I ran a sample tensorflow training job that uses CUDA and it worked. Screenshots below show the A10 node in an Unlicensed state and the training pod using GPUs. The pod spec for the tensorflow job is here: Use GPUs on Azure Kubernetes Service (AKS) - Azure Kubernetes Service | Microsoft Learn
we seem to face the same issues.
any updates?
I have the same issue:
when I run the vectorAdd, it returns
[Vector addition of 50000 elements] Failed to allocate device vector A (error code CUDA-capable device(s) is/are busy or unavailable)!
when I run the pod spec for the tensorflow job:
2025-03-19 04:11:19.055372: I tensorflow/core/platform/cpu_feature_guard.cc:137] Your CPU supports instructions that this TensorFlow binary was not compiled to use: SSE4.1 SSE4.2 AVX AVX2 FMA
2025-03-19 04:11:19.137912: E tensorflow/core/common_runtime/direct_session.cc:170] Internal: failed initializing StreamExecutor for CUDA device ordinal 0: Internal: failed call to cuDevicePrimaryCtxRetain: CUDA_ERROR_INVALID_VALUE
Traceback (most recent call last):
File "/app/main.py", line 212, in <module>
tf.app.run(main=main, argv=[sys.argv[0]] + unparsed)
File "/usr/local/lib/python2.7/dist-packages/tensorflow/python/platform/app.py", line 48, in run
Successfully downloaded train-images-idx3-ubyte.gz 9912422 bytes.
_sys.exit(main(_sys.argv[:1] + flags_passthrough))
File "/app/main.py", line 185, in main
Extracting /tmp/tensorflow/input_data/train-images-idx3-ubyte.gz
Successfully downloaded train-labels-idx1-ubyte.gz 28881 bytes.
Extracting /tmp/tensorflow/input_data/train-labels-idx1-ubyte.gz
Successfully downloaded t10k-images-idx3-ubyte.gz 1648877 bytes.
Extracting /tmp/tensorflow/input_data/t10k-images-idx3-ubyte.gz
Successfully downloaded t10k-labels-idx1-ubyte.gz 4542 bytes.
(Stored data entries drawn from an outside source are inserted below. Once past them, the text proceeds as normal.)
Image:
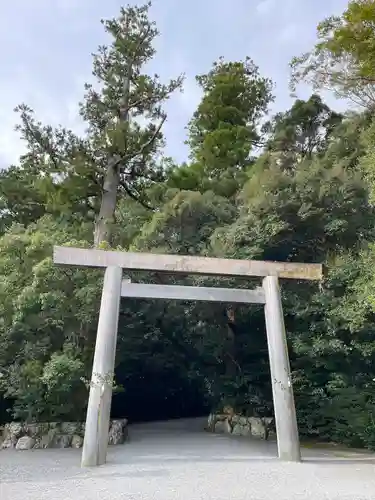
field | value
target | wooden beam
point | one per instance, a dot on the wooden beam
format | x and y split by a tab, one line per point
206	294
185	264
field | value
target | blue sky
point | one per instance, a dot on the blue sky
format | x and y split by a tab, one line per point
47	46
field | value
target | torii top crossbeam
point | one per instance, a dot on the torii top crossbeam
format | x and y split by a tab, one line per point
182	264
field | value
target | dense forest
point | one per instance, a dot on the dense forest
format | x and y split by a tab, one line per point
298	186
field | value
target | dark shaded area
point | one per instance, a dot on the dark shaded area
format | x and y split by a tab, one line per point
149	396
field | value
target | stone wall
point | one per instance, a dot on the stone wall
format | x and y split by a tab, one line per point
237	425
54	435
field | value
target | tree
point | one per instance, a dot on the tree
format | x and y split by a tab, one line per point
118	154
224	129
343	59
301	132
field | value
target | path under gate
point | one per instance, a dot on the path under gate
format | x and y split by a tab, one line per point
177	460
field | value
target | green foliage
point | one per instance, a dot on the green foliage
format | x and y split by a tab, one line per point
307	195
343	58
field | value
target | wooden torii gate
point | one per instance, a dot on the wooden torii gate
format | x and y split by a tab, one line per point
95	444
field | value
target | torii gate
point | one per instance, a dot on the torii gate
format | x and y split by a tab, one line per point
114	287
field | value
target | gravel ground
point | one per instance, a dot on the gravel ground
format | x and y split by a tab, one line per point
175	460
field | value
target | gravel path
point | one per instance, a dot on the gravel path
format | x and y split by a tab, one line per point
175	460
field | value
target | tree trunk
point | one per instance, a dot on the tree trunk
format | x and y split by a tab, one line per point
106	218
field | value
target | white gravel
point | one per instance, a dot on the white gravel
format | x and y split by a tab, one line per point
175	460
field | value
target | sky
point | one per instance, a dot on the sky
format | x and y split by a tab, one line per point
47	46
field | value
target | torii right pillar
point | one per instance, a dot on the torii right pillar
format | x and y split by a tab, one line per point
285	412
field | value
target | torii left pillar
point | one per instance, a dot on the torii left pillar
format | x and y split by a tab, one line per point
95	442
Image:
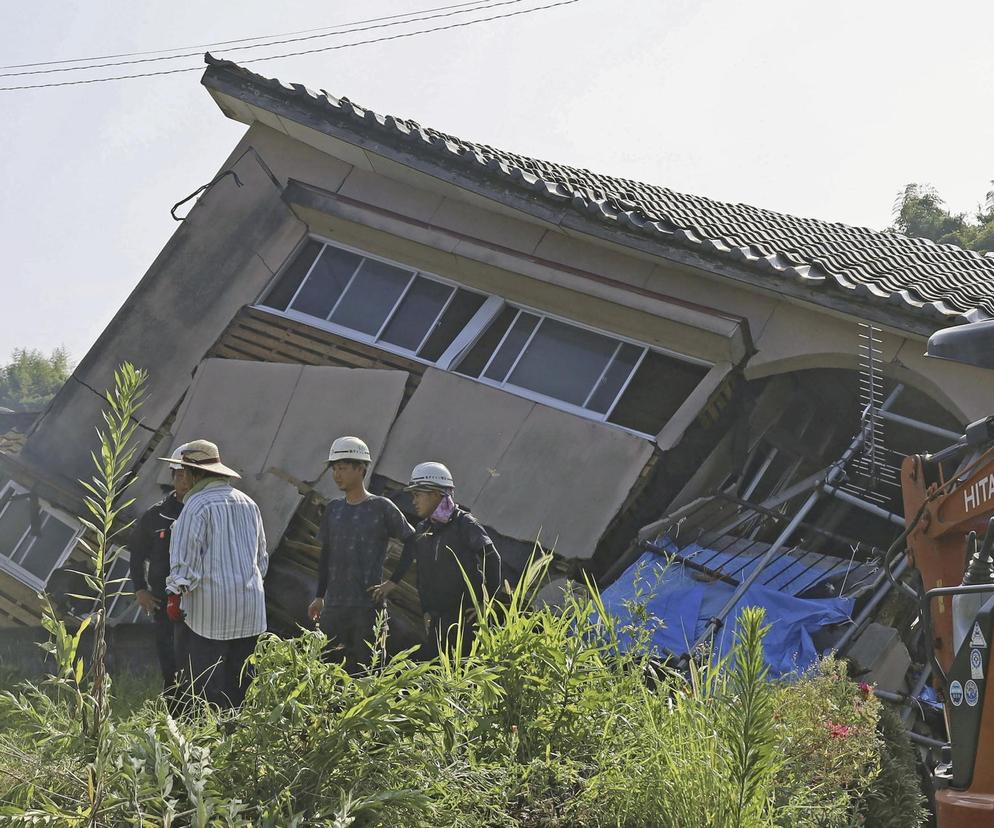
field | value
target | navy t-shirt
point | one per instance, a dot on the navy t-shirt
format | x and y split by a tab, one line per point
354	541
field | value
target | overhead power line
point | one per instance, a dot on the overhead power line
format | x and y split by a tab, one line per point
215	44
400	36
489	4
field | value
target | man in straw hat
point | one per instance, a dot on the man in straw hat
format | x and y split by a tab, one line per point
355	532
217	560
148	547
450	547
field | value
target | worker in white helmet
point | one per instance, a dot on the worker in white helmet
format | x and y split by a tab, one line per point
447	542
354	534
148	548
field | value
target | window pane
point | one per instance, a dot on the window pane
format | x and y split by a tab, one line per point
47	548
372	295
516	339
472	364
14	522
657	390
417	313
614	378
457	315
328	279
563	361
281	294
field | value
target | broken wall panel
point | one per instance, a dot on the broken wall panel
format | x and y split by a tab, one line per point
273	423
526	469
221	257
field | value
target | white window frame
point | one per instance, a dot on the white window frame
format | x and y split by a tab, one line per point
351	333
17	571
122	553
470	334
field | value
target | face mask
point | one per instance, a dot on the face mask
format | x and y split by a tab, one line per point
443	512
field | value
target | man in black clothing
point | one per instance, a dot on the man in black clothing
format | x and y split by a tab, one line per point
355	532
447	543
148	546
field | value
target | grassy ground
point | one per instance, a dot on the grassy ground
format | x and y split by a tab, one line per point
130	689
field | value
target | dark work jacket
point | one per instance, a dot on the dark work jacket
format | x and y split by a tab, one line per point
149	543
440	549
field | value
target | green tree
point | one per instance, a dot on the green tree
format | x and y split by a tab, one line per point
921	213
31	379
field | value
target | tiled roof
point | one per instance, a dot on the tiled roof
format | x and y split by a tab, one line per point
916	276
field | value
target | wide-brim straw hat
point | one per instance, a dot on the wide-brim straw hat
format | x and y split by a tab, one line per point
202	454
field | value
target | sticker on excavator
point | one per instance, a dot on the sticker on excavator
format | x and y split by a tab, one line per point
965	694
977	639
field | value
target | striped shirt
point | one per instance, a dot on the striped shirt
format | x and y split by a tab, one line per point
217	560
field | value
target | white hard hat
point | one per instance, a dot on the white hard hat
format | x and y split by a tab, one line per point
178	455
431	476
349	448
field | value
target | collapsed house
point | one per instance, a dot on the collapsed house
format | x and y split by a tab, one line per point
610	369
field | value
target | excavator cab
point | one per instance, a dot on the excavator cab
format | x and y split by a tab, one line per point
948	504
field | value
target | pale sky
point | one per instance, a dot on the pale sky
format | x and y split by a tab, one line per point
818	109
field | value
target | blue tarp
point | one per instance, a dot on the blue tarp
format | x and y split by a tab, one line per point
680	606
787	573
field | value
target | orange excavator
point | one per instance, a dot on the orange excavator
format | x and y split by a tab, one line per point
948	507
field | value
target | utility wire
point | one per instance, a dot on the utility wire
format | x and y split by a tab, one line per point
384	39
491	4
217	43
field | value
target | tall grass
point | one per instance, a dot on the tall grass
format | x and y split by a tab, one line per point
544	721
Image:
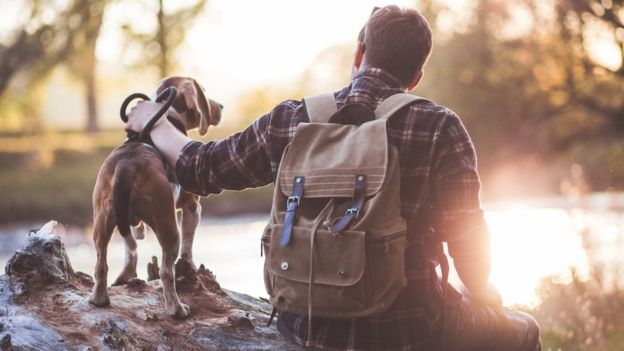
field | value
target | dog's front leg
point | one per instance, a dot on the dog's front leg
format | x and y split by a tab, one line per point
191	214
102	232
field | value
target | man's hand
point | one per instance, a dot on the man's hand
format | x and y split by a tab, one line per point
141	114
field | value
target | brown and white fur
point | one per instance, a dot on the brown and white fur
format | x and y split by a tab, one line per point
132	190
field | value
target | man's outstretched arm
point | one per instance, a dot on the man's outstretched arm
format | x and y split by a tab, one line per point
461	221
235	163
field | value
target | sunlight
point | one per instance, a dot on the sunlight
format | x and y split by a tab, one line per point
529	245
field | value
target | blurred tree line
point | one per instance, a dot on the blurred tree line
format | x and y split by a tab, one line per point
538	83
530	82
55	33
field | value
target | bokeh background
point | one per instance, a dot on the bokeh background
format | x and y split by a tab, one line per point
539	85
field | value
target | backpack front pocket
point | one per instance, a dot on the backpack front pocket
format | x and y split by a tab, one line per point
341	281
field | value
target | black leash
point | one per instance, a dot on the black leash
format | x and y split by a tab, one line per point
168	95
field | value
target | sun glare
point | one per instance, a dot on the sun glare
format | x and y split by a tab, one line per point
529	245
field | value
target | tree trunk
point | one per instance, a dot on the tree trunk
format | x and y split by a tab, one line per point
162	41
91	100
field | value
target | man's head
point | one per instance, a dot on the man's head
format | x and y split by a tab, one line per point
397	41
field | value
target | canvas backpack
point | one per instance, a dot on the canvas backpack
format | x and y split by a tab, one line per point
335	240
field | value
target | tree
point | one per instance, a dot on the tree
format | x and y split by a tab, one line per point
70	37
169	32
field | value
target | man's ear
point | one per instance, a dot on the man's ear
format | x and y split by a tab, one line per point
415	81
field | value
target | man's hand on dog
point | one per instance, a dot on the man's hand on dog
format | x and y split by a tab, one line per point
140	115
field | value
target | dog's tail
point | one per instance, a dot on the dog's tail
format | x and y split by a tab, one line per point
121	200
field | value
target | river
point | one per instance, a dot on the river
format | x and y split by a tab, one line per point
530	241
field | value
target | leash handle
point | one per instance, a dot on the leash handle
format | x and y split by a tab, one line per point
168	95
127	101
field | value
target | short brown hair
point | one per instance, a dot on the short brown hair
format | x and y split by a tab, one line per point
398	41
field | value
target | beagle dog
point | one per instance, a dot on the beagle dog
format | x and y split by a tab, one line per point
134	189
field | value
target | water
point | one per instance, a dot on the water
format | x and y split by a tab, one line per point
528	244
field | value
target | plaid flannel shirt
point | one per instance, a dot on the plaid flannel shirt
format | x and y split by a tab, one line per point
439	195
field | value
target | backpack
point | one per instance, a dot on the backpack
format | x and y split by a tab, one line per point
335	240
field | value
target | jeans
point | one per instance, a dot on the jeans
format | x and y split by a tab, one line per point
474	327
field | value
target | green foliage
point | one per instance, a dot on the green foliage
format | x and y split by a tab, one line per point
169	33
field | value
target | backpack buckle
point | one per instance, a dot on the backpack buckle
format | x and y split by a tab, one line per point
293	199
353	211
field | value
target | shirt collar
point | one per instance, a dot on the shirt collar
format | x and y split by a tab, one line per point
370	86
386	79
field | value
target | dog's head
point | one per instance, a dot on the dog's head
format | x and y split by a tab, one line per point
195	110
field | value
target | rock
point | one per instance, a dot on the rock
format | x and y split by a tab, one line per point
43	306
43	261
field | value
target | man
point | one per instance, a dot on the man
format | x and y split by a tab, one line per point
439	192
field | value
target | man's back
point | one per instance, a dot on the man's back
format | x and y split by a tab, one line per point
438	181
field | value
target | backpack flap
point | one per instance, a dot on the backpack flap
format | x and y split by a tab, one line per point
332	266
329	156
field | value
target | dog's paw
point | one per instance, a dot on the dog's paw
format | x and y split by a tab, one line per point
185	267
182	311
124	279
99	300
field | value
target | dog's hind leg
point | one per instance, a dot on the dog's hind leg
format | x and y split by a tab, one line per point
102	231
167	233
191	213
130	261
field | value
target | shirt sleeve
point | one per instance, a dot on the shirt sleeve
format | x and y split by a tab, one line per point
460	222
235	163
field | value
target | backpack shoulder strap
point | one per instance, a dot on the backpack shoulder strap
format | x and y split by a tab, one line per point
320	107
394	103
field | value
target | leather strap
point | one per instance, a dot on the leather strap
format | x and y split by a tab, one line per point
291	210
320	107
394	103
359	195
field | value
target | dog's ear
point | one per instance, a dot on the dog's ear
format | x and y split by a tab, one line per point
210	111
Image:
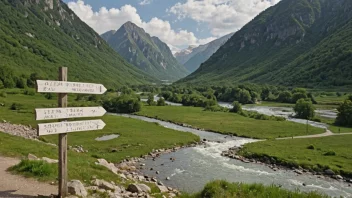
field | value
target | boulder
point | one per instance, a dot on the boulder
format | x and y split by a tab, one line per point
163	189
32	157
108	165
50	161
75	187
329	172
103	184
138	188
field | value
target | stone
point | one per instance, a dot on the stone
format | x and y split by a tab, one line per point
108	165
138	188
298	172
103	184
49	161
163	189
329	172
75	187
32	157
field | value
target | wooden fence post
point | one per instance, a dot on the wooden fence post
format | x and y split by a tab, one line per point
62	102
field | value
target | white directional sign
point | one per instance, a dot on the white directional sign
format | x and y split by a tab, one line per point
68	127
46	86
70	112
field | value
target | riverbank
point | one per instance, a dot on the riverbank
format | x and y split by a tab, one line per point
328	156
228	123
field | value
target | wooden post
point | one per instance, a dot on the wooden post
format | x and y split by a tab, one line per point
62	102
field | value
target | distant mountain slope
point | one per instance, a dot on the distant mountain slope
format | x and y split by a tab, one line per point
296	42
204	52
145	52
36	37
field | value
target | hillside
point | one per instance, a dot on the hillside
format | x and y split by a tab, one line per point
36	37
295	43
205	52
145	52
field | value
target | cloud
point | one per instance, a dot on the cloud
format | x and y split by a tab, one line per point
221	16
145	2
112	19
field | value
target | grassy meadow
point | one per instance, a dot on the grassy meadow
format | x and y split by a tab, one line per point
228	123
223	189
332	152
136	138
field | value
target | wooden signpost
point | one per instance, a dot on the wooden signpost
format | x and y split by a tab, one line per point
62	87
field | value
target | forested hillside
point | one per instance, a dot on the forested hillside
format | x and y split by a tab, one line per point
147	53
36	37
295	43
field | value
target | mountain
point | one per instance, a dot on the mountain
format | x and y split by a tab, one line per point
184	55
36	37
204	52
145	52
294	43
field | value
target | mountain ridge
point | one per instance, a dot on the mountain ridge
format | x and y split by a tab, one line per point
271	47
37	37
147	53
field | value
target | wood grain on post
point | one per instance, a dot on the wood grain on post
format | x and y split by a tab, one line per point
62	102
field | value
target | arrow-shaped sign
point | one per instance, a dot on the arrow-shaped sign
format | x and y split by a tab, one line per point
68	127
46	86
70	112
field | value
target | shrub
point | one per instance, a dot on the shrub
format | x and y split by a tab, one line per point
237	107
216	108
35	168
150	100
330	153
29	92
3	94
122	104
344	117
161	102
304	109
49	96
16	106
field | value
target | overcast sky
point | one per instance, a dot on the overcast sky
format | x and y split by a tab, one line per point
178	23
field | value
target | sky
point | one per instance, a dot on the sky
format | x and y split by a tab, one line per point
179	23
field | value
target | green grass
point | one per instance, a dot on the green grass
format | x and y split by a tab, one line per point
228	123
223	189
38	169
136	138
294	152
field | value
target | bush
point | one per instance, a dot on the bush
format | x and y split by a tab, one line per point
161	102
35	168
150	100
3	94
304	109
16	106
330	153
29	92
122	104
344	117
237	107
49	96
216	108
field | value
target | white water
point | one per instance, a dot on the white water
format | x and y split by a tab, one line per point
194	167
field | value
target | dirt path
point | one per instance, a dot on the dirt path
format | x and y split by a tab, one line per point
327	133
17	186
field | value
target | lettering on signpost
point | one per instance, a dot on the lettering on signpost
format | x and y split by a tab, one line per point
62	87
70	112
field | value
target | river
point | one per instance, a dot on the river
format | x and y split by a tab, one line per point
194	167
Extracting /tmp/tensorflow/input_data/t10k-labels-idx1-ubyte.gz
train()
File "/app/main.py", line 152, in train
sess = tf.InteractiveSession()
File "/usr/local/lib/python2.7/dist-packages/tensorflow/python/client/session.py", line 1612, in __init__
super(InteractiveSession, self).__init__(target, graph, config)
File "/usr/local/lib/python2.7/dist-packages/tensorflow/python/client/session.py", line 622, in __init__
self._session = tf_session.TF_NewDeprecatedSession(opts, status)
File "/usr/local/lib/python2.7/dist-packages/tensorflow/python/framework/errors_impl.py", line 473, in __exit__
c_api.TF_GetCode(self.status.status))
tensorflow.python.framework.errors_impl.InternalError: Failed to create session.